This document was written by Greg Hudson <ghudson@mit.edu>, and is in
the public domain.

Why not to use cpp
------------------

This document has two independent parts, because there are two
contexts in which there are good reasons not to use cpp: C source and
non-C source.  The arguments are stronger for the latter case, but
there are good arguments for both.  We'll start with the stronger
case.

Why not to use cpp on files other than C source code
----------------------------------------------------

People sometimes try to use cpp as a general-purpose preprocessor,
since the basic features (#ifdef and #define) are useful in contexts
other than C code (or C++, Objective C, and assembly code, which cpp
implementations are generally designed to work with).  This approach
is fundamentally flawed, because cpp treats its input and output as
sequences of C tokens rather than sequences of lines or bytes.
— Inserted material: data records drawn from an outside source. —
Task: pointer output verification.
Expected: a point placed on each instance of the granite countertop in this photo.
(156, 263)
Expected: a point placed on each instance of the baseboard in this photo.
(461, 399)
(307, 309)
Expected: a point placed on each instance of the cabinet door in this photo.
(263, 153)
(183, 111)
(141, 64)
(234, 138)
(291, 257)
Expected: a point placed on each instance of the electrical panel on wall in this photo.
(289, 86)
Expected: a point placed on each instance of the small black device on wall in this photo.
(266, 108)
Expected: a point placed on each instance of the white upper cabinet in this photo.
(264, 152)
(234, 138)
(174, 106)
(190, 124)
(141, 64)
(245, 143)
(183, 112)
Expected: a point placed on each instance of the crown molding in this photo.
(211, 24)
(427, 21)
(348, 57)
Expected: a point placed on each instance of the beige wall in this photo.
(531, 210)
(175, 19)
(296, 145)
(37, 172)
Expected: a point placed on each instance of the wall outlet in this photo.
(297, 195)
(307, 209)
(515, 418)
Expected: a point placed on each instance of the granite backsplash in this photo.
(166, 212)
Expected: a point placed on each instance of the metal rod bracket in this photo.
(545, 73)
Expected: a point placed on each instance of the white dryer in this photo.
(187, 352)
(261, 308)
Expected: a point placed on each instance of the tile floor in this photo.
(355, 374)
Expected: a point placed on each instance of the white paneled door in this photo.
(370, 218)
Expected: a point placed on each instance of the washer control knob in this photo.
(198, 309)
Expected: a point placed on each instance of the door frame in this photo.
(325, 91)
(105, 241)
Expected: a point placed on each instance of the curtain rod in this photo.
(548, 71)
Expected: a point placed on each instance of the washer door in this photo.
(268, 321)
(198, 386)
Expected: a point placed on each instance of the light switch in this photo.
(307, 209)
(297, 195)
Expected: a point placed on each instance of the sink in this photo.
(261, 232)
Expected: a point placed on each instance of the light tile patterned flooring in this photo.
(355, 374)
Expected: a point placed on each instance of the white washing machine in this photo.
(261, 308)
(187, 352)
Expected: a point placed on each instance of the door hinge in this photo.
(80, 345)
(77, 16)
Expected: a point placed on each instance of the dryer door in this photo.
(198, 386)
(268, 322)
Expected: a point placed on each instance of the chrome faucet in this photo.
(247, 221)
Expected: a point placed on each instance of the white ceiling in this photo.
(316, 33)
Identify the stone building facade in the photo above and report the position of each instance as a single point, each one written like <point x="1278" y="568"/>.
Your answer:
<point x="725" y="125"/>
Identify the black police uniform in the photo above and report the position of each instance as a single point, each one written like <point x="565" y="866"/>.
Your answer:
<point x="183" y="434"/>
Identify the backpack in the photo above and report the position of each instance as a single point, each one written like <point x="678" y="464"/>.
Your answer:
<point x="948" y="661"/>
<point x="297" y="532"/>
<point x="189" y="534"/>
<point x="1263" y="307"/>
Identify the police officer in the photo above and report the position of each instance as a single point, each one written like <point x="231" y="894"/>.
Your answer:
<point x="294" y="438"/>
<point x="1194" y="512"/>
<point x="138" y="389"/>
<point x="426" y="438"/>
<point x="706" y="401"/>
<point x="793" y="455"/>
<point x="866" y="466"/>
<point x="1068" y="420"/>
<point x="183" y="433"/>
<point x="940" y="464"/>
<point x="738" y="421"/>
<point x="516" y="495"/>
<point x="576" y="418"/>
Some practical problems you are likely to run into with this approach:

	* Determining the command to invoke the C preprocessor is a
	  somewhat nonportable task.  /lib/cpp works on most systems,
	  but not modern BSD variants.  Using something like "cc -E"
	  also works on most systems, but can have odd effects; for
	  instance, the Sun WorkShop cc appends an "#ident" line to
	  the output of cc -E, even if given the -P option.

	* If you're using something like "gcc -E", then the input file
	  must typically have a ".c" extension.

	* Unless you give cpp the "-P" option (which seems mostly
	  portable if you've found the actual "cpp" command; it's less
	  portable if you are using cc -E), the output will generally
	  contain line number declarations like:

		# 1 "foo"

	  intended to give a C compiler backend the information to
	  give proper error messages.  These declarations appear every
	  time the input and output line numbers need to be
	  synchronized.

	* The preprocessor may predefine symbols with everyday names
	  like "sun".  This can yield unexpected results like:

		% echo "The sun is hot" | /lib/cpp -
		# 1 "" 
		The 1 is hot

	  (The particular symbol "sun" is only predefined on a Sun
	  system, of course; if you were working on some other
	  platform to start with, you wouldn't notice this problem
	  until your work started being used on a Sun.)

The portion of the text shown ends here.